As decisões que nos levam a acreditar desacreditando são muitas. Nesse quadro, a duplicação das personagens, a exemplo de Alaíde, interpretada sincronicamente ao mesmo tempo pelas atrizes Camila Felix e Priscila Natany, remete formalmente aos próprios planos simultâneos do texto psicológico de Nelson.
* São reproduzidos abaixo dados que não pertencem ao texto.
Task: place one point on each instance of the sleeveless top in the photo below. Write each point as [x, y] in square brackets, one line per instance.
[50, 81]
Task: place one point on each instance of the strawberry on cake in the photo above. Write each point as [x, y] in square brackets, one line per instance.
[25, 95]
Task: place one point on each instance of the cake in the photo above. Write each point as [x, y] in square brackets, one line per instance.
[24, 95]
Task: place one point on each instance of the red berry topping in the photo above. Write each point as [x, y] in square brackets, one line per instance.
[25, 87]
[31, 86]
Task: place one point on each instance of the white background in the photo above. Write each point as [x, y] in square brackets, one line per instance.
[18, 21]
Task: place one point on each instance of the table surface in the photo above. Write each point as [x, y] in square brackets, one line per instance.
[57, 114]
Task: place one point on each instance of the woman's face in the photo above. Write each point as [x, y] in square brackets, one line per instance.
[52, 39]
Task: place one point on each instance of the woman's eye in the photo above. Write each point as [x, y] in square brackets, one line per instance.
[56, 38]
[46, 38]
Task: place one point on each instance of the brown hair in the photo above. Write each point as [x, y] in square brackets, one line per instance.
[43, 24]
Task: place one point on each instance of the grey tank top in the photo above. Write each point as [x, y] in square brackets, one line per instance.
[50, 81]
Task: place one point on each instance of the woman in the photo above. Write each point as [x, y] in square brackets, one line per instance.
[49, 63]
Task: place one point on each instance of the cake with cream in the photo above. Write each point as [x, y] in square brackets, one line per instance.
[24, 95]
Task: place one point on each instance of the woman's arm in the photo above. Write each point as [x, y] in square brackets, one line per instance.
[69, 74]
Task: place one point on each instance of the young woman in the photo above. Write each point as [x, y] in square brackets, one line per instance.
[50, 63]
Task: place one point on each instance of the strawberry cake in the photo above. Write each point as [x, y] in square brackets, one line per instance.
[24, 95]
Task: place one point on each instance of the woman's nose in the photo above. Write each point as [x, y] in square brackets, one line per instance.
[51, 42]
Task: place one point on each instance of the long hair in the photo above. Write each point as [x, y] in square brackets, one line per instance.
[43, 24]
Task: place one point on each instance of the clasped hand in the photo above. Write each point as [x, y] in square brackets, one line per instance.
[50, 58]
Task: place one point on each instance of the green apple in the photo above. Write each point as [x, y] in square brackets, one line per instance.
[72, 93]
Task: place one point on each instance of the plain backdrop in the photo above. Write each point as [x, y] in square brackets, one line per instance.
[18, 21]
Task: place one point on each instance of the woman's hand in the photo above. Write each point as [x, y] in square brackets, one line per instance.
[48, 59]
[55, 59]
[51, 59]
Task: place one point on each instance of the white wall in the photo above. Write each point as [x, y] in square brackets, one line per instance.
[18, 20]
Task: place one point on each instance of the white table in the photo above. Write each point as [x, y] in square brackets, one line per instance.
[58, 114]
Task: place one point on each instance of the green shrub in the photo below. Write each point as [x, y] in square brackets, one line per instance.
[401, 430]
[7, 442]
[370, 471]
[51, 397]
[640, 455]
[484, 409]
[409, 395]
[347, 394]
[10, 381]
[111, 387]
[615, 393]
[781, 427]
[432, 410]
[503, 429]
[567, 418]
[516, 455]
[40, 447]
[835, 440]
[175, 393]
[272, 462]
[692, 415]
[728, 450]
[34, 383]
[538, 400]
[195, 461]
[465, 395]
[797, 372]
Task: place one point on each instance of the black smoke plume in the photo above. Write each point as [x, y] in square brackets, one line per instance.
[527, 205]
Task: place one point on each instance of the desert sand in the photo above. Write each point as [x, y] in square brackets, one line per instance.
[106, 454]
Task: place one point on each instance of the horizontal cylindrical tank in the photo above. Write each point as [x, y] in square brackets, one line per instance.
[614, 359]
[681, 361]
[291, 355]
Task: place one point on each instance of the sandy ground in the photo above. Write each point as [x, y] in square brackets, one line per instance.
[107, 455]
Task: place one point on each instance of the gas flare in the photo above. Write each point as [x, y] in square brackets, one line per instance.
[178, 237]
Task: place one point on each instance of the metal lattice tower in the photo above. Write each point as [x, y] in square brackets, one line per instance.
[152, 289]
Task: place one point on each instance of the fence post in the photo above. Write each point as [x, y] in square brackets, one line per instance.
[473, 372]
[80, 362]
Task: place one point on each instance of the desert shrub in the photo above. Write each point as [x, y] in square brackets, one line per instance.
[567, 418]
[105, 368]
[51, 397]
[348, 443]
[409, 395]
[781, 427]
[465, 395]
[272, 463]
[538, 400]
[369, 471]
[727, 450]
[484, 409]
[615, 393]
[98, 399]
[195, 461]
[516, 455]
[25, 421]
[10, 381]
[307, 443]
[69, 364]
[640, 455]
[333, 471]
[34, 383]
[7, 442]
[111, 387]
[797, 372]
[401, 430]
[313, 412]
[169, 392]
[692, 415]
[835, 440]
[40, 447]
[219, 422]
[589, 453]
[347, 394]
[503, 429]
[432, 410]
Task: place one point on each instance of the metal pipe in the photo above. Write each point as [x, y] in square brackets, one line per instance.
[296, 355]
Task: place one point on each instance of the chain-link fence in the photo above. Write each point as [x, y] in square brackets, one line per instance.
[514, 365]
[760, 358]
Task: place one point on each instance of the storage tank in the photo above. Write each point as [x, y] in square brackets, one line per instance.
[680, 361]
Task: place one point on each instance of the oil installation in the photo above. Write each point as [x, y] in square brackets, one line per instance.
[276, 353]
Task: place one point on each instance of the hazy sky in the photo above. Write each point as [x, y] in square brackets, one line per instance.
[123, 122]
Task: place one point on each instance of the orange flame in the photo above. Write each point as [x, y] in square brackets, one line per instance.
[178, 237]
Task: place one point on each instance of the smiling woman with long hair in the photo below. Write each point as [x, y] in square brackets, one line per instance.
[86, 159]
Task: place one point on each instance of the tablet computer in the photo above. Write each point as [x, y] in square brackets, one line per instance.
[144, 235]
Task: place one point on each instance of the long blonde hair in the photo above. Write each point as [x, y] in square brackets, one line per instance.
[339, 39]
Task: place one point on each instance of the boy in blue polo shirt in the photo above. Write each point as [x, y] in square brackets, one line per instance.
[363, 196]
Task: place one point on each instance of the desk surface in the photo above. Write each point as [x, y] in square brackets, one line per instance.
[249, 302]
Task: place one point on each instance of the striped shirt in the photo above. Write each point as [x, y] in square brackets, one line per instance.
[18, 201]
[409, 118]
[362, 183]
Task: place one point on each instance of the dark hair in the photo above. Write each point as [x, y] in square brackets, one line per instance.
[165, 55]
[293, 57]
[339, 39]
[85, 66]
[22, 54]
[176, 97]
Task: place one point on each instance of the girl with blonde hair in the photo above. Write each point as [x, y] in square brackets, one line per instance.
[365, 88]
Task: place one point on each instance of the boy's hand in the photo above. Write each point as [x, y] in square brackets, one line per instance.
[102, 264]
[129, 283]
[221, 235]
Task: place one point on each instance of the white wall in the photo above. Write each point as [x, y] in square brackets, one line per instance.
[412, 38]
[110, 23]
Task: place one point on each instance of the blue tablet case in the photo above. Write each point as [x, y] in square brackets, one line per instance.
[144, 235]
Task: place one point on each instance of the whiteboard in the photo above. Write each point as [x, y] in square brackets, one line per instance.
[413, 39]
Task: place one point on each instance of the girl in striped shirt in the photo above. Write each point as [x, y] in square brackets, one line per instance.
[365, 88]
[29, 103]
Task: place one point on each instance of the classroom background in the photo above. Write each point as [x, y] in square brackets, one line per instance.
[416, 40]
A duplicação, como quem vive sempre com duas ou mais vozes dentro de si mesmo — a polifonia de Dostoievski reivindicado no encerramento da peça — funciona ao mesmo momento em que as macas, de tempo em tempo, voltam a correr pelo cenário e aceleram o próprio destino da peça, declarando o sentimento conturbado das vidas ali retratadas em seus vários níveis e sentidos — ainda quando, como ouvi de orelhada de alguns, tudo isso leve à certa exaustão nas quase duas horas de espetáculo.
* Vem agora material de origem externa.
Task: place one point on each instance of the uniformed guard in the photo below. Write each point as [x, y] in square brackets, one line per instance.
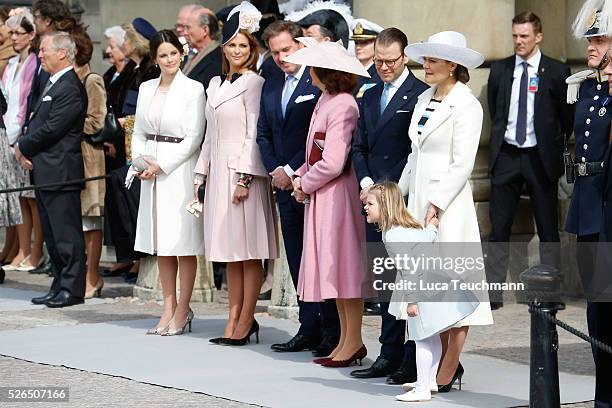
[590, 91]
[364, 33]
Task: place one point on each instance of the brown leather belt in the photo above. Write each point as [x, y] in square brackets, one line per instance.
[167, 139]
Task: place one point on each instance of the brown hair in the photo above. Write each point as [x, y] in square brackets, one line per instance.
[529, 17]
[84, 46]
[251, 63]
[390, 36]
[462, 74]
[282, 26]
[393, 211]
[336, 81]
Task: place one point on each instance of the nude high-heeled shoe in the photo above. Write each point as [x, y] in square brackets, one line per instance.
[178, 332]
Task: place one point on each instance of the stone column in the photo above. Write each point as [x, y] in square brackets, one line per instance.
[148, 286]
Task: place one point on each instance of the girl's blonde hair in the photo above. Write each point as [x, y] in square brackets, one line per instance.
[393, 211]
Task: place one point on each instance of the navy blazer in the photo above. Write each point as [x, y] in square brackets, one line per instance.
[382, 145]
[283, 140]
[53, 138]
[208, 68]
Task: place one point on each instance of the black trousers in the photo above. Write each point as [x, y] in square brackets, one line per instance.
[316, 318]
[514, 169]
[62, 226]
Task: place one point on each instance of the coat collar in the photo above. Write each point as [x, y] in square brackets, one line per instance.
[174, 93]
[235, 88]
[443, 111]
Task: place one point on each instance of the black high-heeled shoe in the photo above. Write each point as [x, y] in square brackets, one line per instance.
[458, 375]
[246, 339]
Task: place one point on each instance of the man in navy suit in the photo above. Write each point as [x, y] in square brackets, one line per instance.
[201, 32]
[287, 101]
[380, 151]
[51, 150]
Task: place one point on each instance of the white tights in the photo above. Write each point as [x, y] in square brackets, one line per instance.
[428, 352]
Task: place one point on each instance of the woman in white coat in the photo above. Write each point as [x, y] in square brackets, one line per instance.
[445, 132]
[166, 141]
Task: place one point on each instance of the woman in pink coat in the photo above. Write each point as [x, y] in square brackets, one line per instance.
[332, 264]
[239, 222]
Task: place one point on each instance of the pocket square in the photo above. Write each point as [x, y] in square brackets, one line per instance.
[304, 98]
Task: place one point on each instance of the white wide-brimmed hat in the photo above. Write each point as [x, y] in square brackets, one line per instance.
[330, 55]
[446, 45]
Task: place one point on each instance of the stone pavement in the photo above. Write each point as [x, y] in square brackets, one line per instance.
[508, 339]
Ainda no marco das decisões realizadas pela montagem, a descaracterização de alguns personagens também é uma marca presente que nos joga para dentro do metateatro: Madame Clessi, interpretada por Jonathan Horta Fortes, se garante praticamente de cara limpa. Ela não precisa estar montada para que a enxergamos dentro de um vestido imenso. Por outro lado, Victor Velloso, Henrique Torres Mourão e Júnio de Carvalho, os rapazes do bar em Alaíde busca por Clessi, são os que interpretam em diferentes momentos Pedro, seu marido, e simultaneamente, no caso de Fortes, Torres e Carvalho, a Mulher de Véu. Assim como o minimalismo de objetos em cena assume funcionalmente todo tipo de ordem simbólica, os atores se desdobram em todas as vozes e compassos. Os movimentos incorporam os próprios critérios de ação da história e os figuram para a forma com que executam e interpretam o texto no palco.
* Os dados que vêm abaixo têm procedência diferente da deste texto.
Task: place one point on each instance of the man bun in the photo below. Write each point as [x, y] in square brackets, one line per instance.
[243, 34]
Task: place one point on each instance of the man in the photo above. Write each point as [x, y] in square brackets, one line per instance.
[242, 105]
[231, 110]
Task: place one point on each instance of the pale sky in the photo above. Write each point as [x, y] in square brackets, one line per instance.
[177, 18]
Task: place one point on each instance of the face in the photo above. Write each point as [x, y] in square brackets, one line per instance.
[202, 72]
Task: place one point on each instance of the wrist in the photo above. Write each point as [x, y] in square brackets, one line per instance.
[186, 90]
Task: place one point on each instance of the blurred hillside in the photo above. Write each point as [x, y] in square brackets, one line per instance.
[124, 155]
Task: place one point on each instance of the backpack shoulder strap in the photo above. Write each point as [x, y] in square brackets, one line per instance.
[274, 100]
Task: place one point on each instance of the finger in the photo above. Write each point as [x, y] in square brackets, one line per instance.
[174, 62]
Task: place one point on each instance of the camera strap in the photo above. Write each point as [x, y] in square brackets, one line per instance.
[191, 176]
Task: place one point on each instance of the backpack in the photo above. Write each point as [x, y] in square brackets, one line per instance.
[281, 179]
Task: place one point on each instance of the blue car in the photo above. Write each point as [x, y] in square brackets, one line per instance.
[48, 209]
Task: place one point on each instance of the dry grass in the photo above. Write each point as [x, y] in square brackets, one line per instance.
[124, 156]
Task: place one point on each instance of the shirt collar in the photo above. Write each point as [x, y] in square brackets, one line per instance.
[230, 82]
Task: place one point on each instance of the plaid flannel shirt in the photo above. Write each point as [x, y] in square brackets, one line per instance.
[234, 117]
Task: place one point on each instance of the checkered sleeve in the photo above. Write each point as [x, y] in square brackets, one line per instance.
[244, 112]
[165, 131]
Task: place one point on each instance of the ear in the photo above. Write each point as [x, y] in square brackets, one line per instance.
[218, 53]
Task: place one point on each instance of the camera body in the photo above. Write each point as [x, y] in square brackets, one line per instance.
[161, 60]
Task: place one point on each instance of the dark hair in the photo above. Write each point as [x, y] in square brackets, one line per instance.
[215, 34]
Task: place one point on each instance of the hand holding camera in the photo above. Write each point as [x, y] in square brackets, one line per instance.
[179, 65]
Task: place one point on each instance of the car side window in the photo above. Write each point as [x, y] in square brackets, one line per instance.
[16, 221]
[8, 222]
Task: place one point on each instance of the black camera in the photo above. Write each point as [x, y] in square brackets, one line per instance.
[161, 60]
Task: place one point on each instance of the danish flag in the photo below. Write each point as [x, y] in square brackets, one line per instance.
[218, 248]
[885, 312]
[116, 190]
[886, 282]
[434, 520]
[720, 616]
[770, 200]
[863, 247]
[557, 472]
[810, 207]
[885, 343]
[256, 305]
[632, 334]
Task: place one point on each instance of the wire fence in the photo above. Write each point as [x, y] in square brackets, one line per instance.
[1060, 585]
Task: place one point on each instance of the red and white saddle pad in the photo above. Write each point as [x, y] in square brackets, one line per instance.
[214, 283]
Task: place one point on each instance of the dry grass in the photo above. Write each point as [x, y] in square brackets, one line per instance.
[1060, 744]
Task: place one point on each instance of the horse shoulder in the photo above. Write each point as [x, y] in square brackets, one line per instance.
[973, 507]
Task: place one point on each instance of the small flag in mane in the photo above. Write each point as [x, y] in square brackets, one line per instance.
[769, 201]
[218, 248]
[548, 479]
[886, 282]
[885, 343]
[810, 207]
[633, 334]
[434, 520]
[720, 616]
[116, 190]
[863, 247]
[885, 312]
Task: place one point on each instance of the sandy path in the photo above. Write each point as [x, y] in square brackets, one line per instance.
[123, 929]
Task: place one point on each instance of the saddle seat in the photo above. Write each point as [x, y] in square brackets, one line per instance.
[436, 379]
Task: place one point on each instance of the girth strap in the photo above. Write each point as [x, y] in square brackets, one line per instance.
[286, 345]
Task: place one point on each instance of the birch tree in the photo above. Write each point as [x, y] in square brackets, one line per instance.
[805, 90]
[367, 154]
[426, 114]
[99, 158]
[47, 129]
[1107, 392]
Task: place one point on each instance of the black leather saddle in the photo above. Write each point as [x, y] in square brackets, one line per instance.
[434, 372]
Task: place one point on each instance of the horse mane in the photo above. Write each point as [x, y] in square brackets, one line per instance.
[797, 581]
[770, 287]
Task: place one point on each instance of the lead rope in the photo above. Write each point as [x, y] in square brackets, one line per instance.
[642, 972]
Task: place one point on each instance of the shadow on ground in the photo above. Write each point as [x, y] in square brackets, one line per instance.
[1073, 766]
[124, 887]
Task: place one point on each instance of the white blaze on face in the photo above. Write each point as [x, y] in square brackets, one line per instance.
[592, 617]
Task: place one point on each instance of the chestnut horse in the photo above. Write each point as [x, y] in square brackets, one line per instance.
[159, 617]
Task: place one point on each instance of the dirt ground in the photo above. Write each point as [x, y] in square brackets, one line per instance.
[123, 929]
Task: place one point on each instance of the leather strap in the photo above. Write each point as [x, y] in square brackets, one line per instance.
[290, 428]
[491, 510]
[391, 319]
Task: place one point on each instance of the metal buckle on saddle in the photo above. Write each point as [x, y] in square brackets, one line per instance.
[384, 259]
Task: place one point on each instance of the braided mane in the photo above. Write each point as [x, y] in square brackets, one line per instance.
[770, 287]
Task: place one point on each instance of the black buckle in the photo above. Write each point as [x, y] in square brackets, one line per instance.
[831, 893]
Todas essas camadas do metateatro e as abstrações para as quais nos convoca a ter de supormos acreditar que aquele ator ou atriz que executava uma personagem até então, é, logo no momento seguinte, outra, se ligam também pelo elemento virtual do telão que em diferentes momentos toma parte do espetáculo. Desse recurso, não gosto e nem desgosto: prefiro imaginar que, como todo resto, funciona virtualmente bem no plano simbólico. Entendo que para alguns seja experienciado como excessivamente over, tende a ser um dado mais interessante do que aqueles que, imediatamente, gostam da proposta. O incômodo com o excesso que orienta o teatro-que-se-sabe-teatro só pode ser produtivo se elevado à máxima potência, a ponto de retratar uma peça dos anos 40 com o mais puro vigor da dramaturgia contemporânea disposta a passar em diante o espírito zombeteiro rodriguiano.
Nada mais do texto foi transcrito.